Probate is the judicial process through which a will is proved in a court of law and is accepted as a valid and true last testament of the deceased person. It’s the process that gives the executors permission to begin distributing the funds as set out in the will.
The length of the process can vary considerably, but once probate has been settled, the executor then has to ensure that funds are distributed in accordance with the will in a timely manner.
How long after probate can funds be distributed in the UK?
A Personal Representative, or executor, has 365 days in which to administer the estate of the deceased and to distribute their assets to the Beneficiaries. As complex estates can take longer than a year to wind up, this isn’t a strict deadline.

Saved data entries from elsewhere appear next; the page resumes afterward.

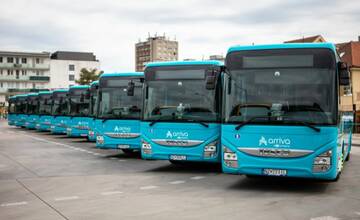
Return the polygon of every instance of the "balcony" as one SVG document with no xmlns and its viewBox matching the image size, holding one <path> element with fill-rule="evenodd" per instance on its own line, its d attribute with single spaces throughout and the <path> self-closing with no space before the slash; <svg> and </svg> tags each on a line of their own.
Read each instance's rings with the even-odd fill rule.
<svg viewBox="0 0 360 220">
<path fill-rule="evenodd" d="M 48 70 L 50 64 L 35 64 L 30 63 L 0 63 L 0 69 L 26 69 L 26 70 Z"/>
<path fill-rule="evenodd" d="M 31 81 L 49 82 L 50 81 L 50 76 L 30 76 L 29 80 L 31 80 Z"/>
</svg>

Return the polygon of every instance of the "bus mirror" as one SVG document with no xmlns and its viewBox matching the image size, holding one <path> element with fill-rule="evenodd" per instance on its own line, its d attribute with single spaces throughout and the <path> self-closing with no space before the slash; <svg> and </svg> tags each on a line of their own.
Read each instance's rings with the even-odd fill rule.
<svg viewBox="0 0 360 220">
<path fill-rule="evenodd" d="M 227 94 L 230 95 L 231 94 L 231 78 L 229 78 L 228 80 L 228 89 L 227 89 Z"/>
<path fill-rule="evenodd" d="M 81 94 L 81 95 L 80 95 L 80 102 L 84 102 L 84 101 L 85 101 L 84 94 Z"/>
<path fill-rule="evenodd" d="M 339 63 L 339 83 L 341 86 L 350 85 L 349 67 L 345 62 Z"/>
<path fill-rule="evenodd" d="M 214 90 L 216 84 L 216 71 L 209 71 L 206 73 L 206 89 Z"/>
<path fill-rule="evenodd" d="M 135 83 L 130 81 L 127 87 L 127 95 L 134 96 Z"/>
</svg>

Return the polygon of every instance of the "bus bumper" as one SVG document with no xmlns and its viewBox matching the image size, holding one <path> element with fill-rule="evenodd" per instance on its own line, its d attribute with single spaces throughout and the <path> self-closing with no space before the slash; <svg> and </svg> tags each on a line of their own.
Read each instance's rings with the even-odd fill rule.
<svg viewBox="0 0 360 220">
<path fill-rule="evenodd" d="M 209 143 L 215 140 L 209 141 Z M 211 155 L 204 151 L 204 144 L 195 147 L 170 147 L 161 146 L 155 144 L 152 141 L 145 141 L 146 144 L 142 144 L 141 157 L 147 160 L 183 160 L 183 161 L 194 161 L 194 162 L 211 162 L 219 163 L 220 154 L 219 146 L 217 151 L 212 152 Z M 151 149 L 149 148 L 151 145 Z M 145 146 L 144 146 L 145 145 Z M 206 144 L 205 144 L 206 145 Z M 219 145 L 219 144 L 218 144 Z"/>
<path fill-rule="evenodd" d="M 50 130 L 52 134 L 66 134 L 66 127 L 63 126 L 51 125 Z"/>
<path fill-rule="evenodd" d="M 234 147 L 229 147 L 226 143 L 223 143 L 231 151 L 236 152 L 237 160 L 226 161 L 222 155 L 222 170 L 224 173 L 229 174 L 246 174 L 246 175 L 259 175 L 268 176 L 264 170 L 282 170 L 286 172 L 286 177 L 298 177 L 298 178 L 313 178 L 313 179 L 326 179 L 333 180 L 338 174 L 338 163 L 341 161 L 341 154 L 339 155 L 336 147 L 329 148 L 329 146 L 322 147 L 314 153 L 305 157 L 299 158 L 264 158 L 256 157 L 245 154 L 238 150 L 234 150 Z M 321 153 L 332 150 L 331 167 L 325 172 L 314 172 L 313 162 L 315 157 Z"/>
<path fill-rule="evenodd" d="M 140 150 L 141 139 L 137 138 L 112 138 L 98 134 L 96 137 L 96 147 L 102 149 L 129 149 Z"/>
<path fill-rule="evenodd" d="M 68 137 L 87 137 L 88 129 L 78 129 L 78 128 L 67 128 L 66 135 Z"/>
</svg>

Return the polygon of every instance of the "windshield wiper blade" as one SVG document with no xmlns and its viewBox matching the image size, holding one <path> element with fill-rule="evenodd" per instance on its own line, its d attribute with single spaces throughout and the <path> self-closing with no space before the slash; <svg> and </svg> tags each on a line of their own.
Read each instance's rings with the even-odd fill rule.
<svg viewBox="0 0 360 220">
<path fill-rule="evenodd" d="M 193 122 L 193 123 L 198 123 L 198 124 L 201 124 L 202 126 L 208 128 L 209 125 L 205 122 L 202 122 L 202 121 L 196 121 L 196 120 L 192 120 L 192 119 L 189 119 L 189 120 L 184 120 L 184 121 L 188 121 L 188 122 Z"/>
<path fill-rule="evenodd" d="M 301 120 L 297 120 L 297 119 L 292 119 L 292 118 L 289 118 L 289 117 L 282 117 L 282 118 L 286 118 L 286 121 L 290 121 L 290 122 L 295 122 L 295 123 L 298 123 L 298 124 L 302 124 L 302 125 L 304 125 L 304 126 L 306 126 L 306 127 L 308 127 L 308 128 L 313 129 L 313 130 L 316 131 L 316 132 L 320 132 L 320 131 L 321 131 L 320 128 L 317 128 L 317 127 L 315 127 L 314 125 L 312 125 L 312 124 L 310 124 L 310 123 L 308 123 L 308 122 L 306 122 L 306 121 L 301 121 Z"/>
<path fill-rule="evenodd" d="M 159 117 L 158 119 L 155 119 L 155 120 L 151 121 L 149 126 L 152 127 L 154 124 L 156 124 L 158 122 L 162 122 L 163 119 L 167 119 L 167 118 L 175 119 L 175 115 L 164 115 L 162 117 Z"/>
<path fill-rule="evenodd" d="M 239 124 L 238 126 L 235 127 L 235 130 L 239 130 L 241 127 L 243 127 L 244 125 L 249 124 L 250 122 L 255 121 L 256 119 L 270 119 L 271 116 L 255 116 L 250 118 L 249 120 L 246 120 L 244 122 L 242 122 L 241 124 Z"/>
</svg>

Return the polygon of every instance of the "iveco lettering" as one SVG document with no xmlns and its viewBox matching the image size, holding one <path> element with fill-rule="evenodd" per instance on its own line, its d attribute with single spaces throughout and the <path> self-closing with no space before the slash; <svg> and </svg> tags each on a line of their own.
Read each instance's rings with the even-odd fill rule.
<svg viewBox="0 0 360 220">
<path fill-rule="evenodd" d="M 144 74 L 105 73 L 99 79 L 96 146 L 140 150 L 140 116 Z"/>
<path fill-rule="evenodd" d="M 66 134 L 66 129 L 70 122 L 68 94 L 68 89 L 57 89 L 53 91 L 53 105 L 51 109 L 53 119 L 50 128 L 53 134 Z"/>
<path fill-rule="evenodd" d="M 337 180 L 353 119 L 339 109 L 349 72 L 335 46 L 236 46 L 225 66 L 223 171 Z"/>
<path fill-rule="evenodd" d="M 99 81 L 94 81 L 90 84 L 90 106 L 89 106 L 89 117 L 92 119 L 89 124 L 88 130 L 88 140 L 95 142 L 96 141 L 96 115 L 97 115 L 97 97 L 99 90 Z"/>
<path fill-rule="evenodd" d="M 27 120 L 25 127 L 28 129 L 35 129 L 36 124 L 39 120 L 39 94 L 30 93 L 27 96 L 27 107 L 26 107 Z"/>
<path fill-rule="evenodd" d="M 141 122 L 144 159 L 220 162 L 222 70 L 219 61 L 146 66 Z"/>
<path fill-rule="evenodd" d="M 35 125 L 36 130 L 50 131 L 53 116 L 51 115 L 52 91 L 39 92 L 39 119 Z"/>
</svg>

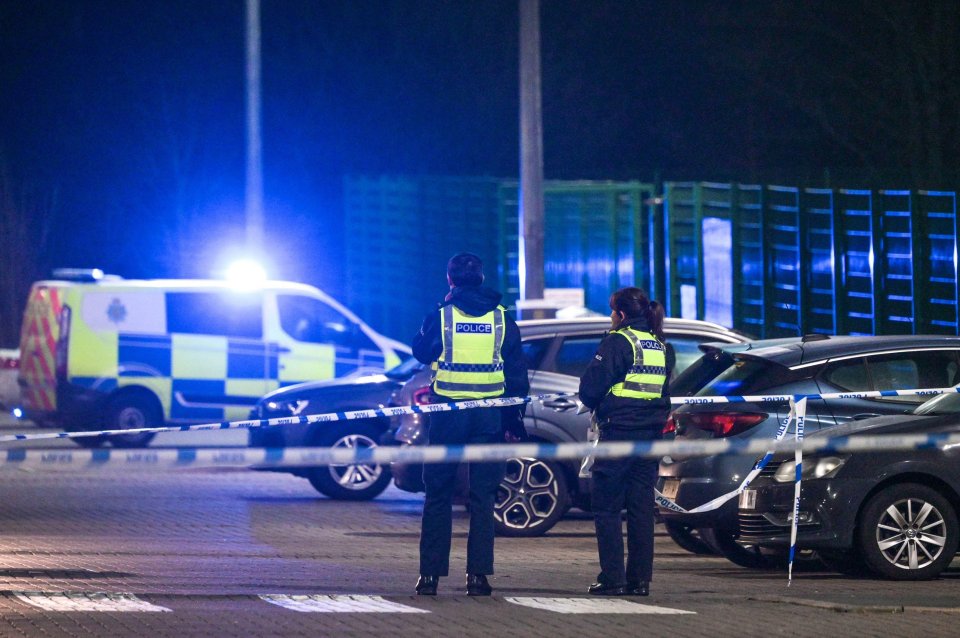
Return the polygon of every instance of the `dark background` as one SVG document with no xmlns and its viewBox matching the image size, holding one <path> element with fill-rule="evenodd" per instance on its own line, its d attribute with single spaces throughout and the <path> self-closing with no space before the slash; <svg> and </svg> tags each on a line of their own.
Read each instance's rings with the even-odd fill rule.
<svg viewBox="0 0 960 638">
<path fill-rule="evenodd" d="M 518 175 L 517 0 L 261 15 L 271 275 L 349 286 L 344 175 Z M 244 19 L 0 3 L 0 345 L 52 267 L 206 277 L 236 254 Z M 960 184 L 956 0 L 543 0 L 541 40 L 549 179 Z"/>
</svg>

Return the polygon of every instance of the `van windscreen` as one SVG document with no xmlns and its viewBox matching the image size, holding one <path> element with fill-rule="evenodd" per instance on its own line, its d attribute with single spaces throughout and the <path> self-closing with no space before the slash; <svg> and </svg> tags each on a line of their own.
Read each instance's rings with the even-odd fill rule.
<svg viewBox="0 0 960 638">
<path fill-rule="evenodd" d="M 263 339 L 263 298 L 246 292 L 168 292 L 167 331 Z"/>
</svg>

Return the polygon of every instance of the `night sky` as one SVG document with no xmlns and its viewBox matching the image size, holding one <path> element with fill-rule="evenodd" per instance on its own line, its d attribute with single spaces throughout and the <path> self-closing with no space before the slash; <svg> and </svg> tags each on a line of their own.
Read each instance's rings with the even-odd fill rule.
<svg viewBox="0 0 960 638">
<path fill-rule="evenodd" d="M 31 273 L 208 276 L 242 240 L 244 11 L 0 3 L 0 190 L 30 219 Z M 343 285 L 346 174 L 517 177 L 516 0 L 261 13 L 276 275 Z M 958 16 L 956 0 L 542 0 L 546 177 L 955 187 Z"/>
</svg>

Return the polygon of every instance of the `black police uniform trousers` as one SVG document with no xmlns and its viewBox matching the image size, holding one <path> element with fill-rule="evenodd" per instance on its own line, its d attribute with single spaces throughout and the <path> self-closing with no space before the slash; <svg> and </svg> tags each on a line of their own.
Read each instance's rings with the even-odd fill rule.
<svg viewBox="0 0 960 638">
<path fill-rule="evenodd" d="M 659 439 L 652 429 L 604 427 L 601 441 Z M 659 460 L 624 457 L 596 459 L 591 484 L 591 509 L 600 554 L 600 581 L 619 586 L 653 578 L 653 489 Z M 623 561 L 621 511 L 627 510 L 627 563 Z"/>
<path fill-rule="evenodd" d="M 500 410 L 436 412 L 429 420 L 430 445 L 467 445 L 503 441 Z M 420 573 L 447 576 L 450 571 L 450 535 L 453 531 L 453 495 L 458 463 L 425 463 L 426 499 L 420 528 Z M 470 532 L 467 537 L 468 574 L 493 573 L 493 505 L 506 464 L 471 463 Z"/>
</svg>

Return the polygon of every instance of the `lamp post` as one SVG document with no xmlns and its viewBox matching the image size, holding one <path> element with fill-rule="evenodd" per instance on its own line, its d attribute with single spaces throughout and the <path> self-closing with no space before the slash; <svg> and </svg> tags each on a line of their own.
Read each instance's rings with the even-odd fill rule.
<svg viewBox="0 0 960 638">
<path fill-rule="evenodd" d="M 263 252 L 263 146 L 260 139 L 260 0 L 247 0 L 247 247 Z"/>
<path fill-rule="evenodd" d="M 522 301 L 543 299 L 543 122 L 540 0 L 520 2 L 520 221 Z M 520 304 L 521 316 L 528 316 Z M 533 311 L 536 314 L 536 311 Z"/>
</svg>

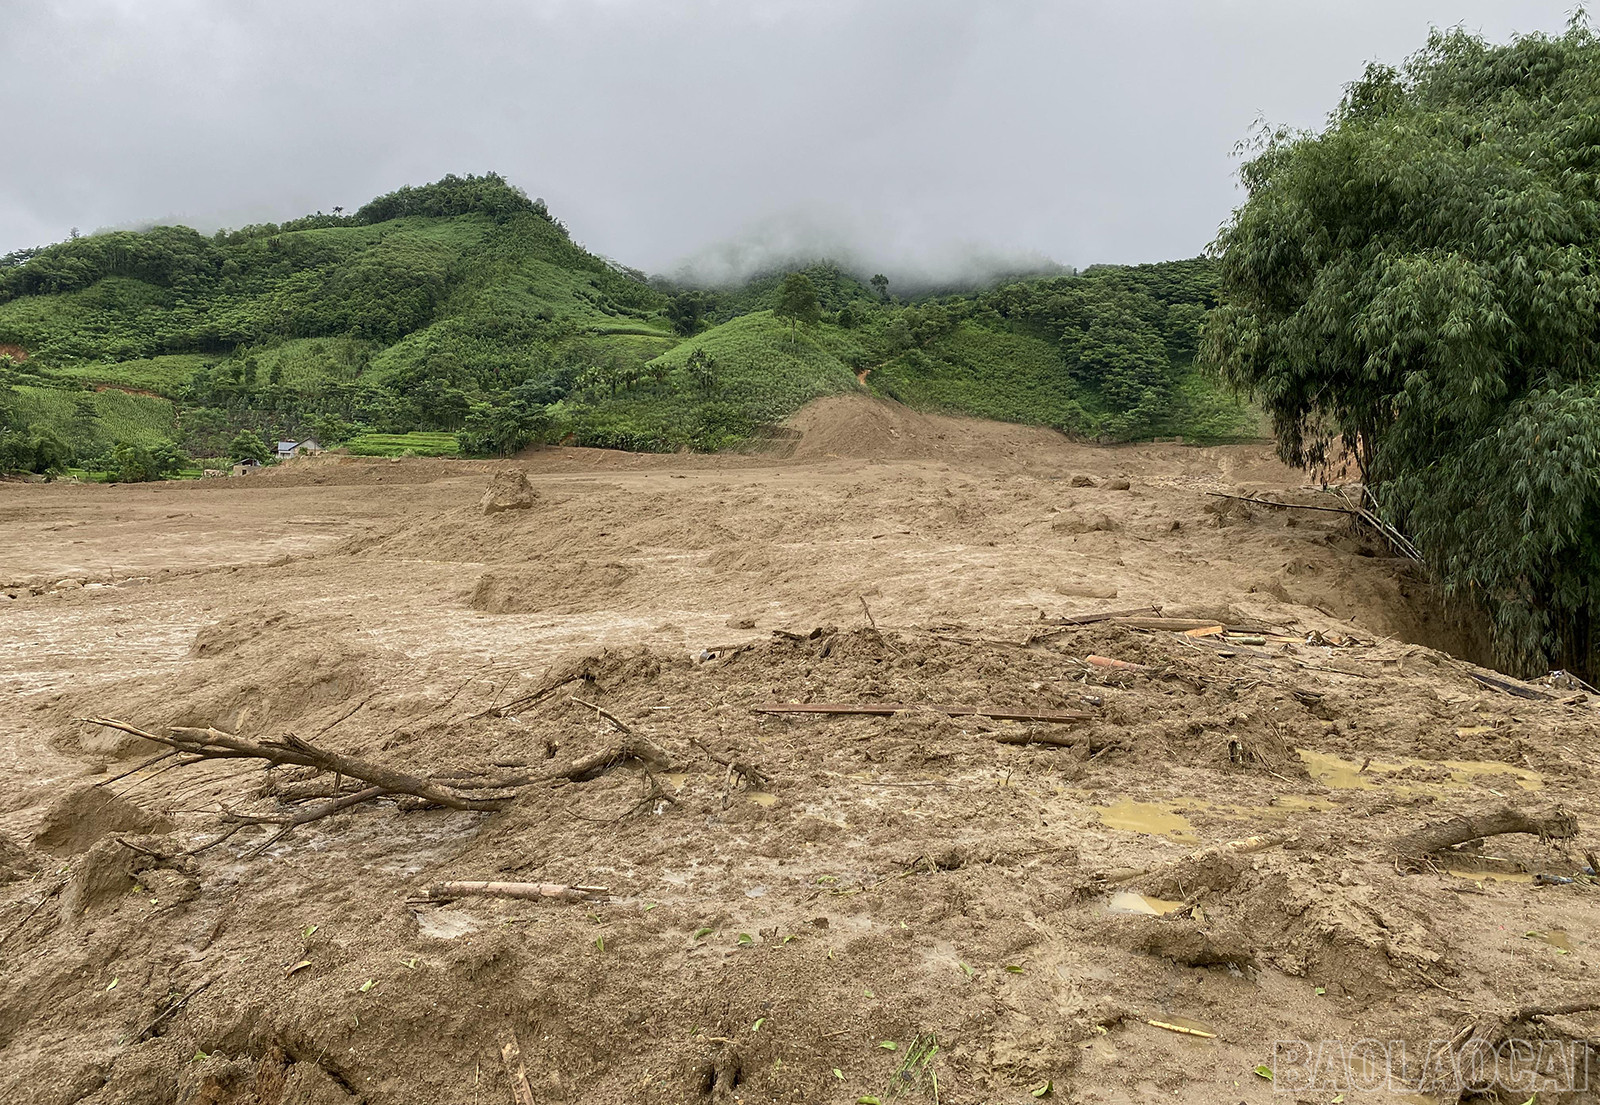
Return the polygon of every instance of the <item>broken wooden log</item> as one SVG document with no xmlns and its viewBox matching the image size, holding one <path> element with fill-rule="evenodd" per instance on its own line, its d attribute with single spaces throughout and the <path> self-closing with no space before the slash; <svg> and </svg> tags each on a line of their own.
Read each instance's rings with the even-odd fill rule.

If a delay can be justified and the Personal Representative is acting in good faith in attempting to carry out all of the necessary work, then it’s unlikely to be an issue. In theory, there is no cut-off date after probate has been granted after which funds can no longer be distributed.
There are, however, a number of strict deadlines that have to be met when an estate is being administered including those regarding Inheritance Tax.
The Executor’s Year
The 365 days that the law sets out as reasonable for carrying out probate is known as The Executor’s Year. This is what the law deems as an acceptable timeframe for the Executor or the Administrator to finalise the administration of an estate and distribute to the beneficiaries in line with the instructions in the will. After the Executor’s Year has ended, any outstanding legacies will then start incurring interest.
In some instances, it’s not possible to carry out all of the tasks involved in Estate Administration within this particular timeframe. There might be an ongoing claim under investigation by the DWP, or the sale of a property might be taking time. As long as these delays can be justified, and the executor can demonstrate that they’re acting in the best interest of the estate, it’s unlikely to be an issue.
If, however, a beneficiary feels that the delays are unjustified and that the Estate Administration isn’t progressing in a timely manner, they have a legal entitlement to make claim against the Executor or Administrator. In some instances, this can lead to the Court ordering that the Executor or Administrator is replaced.
When an application is made to the Probate Registry for a Grant of Representation it needs to be accompanied by an Inheritance Tax form. This will need to include a calculation of the estate value, as well as a calculation of what Inheritance Tax is due.
Any Inheritance Tax that is due then needs to be paid, or at least partially paid, within six months of the death. HM Revenue & Customs will charge interest on any Inheritance Tax that hasn’t been paid after this date.